Redondear es la primera regla que se enseña, pero en cálculos encadenados o con muchos datos, el redondeo mecánico introduce sesgo sistemático y error acumulado.
Problema uno: no redondee a mitad del cálculo
Calcule 1,4 × 2,6 × 3,8 redondeando a un decimal en cada paso: 1,4 × 2,6 = 3,64 → 3,6 y luego 3,6 × 3,8 = 13,68 → 13,7. Calculado de una vez, 1,4 × 2,6 × 3,8 = 13,832 → 13,8. Redondear a mitad desplazó el resultado 0,1.
Problema dos: el sesgo sistemático
Las cifras 1–4 bajan y las 6–9 suben, lo que parece equilibrado, pero el trato del 5 da un caso más al redondeo al alza. Con muchos datos, el resultado queda sistemáticamente alto.
En estadística se usa más el «redondeo a la cifra par» (redondeo bancario): por debajo de 5 se baja, por encima se sube y con exactamente 5 se va al número par más cercano. Así, con muchos valores, los sesgos se compensan.
- 2,5 → 2 (hacia el par)
- 3,5 → 4 (hacia el par)
- 1,24 → 1,2
- 1,26 → 1,3
Qué son las cifras significativas
Las cifras significativas se cuentan desde el primer dígito distinto de cero y expresan la precisión de una medida o cálculo. 0,0052 tiene dos y 5,20 tiene tres.
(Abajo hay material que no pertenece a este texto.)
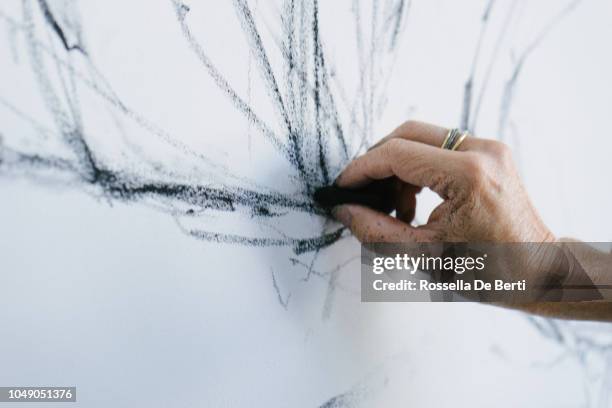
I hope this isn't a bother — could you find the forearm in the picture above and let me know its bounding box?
[515,239,612,321]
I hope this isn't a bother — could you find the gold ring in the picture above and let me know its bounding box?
[440,128,469,150]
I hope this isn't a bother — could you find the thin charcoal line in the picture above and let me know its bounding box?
[38,0,87,55]
[387,0,412,51]
[234,0,309,186]
[312,0,329,185]
[182,227,345,255]
[270,268,291,310]
[459,0,495,130]
[23,1,95,174]
[0,11,230,170]
[498,0,582,140]
[468,0,518,133]
[171,0,293,164]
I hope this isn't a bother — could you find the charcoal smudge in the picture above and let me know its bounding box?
[0,0,408,255]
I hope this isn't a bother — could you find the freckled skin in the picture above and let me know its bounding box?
[332,121,612,320]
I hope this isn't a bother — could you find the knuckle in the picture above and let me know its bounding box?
[463,153,487,184]
[401,119,419,131]
[487,140,512,162]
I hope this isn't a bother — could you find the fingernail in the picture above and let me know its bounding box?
[331,205,353,227]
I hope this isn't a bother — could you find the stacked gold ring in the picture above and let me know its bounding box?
[440,128,469,150]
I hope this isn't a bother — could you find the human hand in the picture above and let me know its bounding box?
[332,121,555,243]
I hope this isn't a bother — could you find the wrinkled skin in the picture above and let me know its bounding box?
[332,121,612,320]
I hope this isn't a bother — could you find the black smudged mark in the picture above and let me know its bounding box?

El cero final no es decorativo: indica que ese cero se midió.
Reglas prácticas: en sumas y restas mandan los decimales, y el resultado conserva los del valor menos preciso; en multiplicaciones y divisiones mandan las cifras significativas, conservándose las del valor que menos tenga.
Uso cotidiano
La calculadora de redondeo cubre distintos tipos de redondeo. Con datos financieros extreme la cautela: los cálculos monetarios suelen fijar dos decimales y se redondea el resultado final, no cada importe intermedio.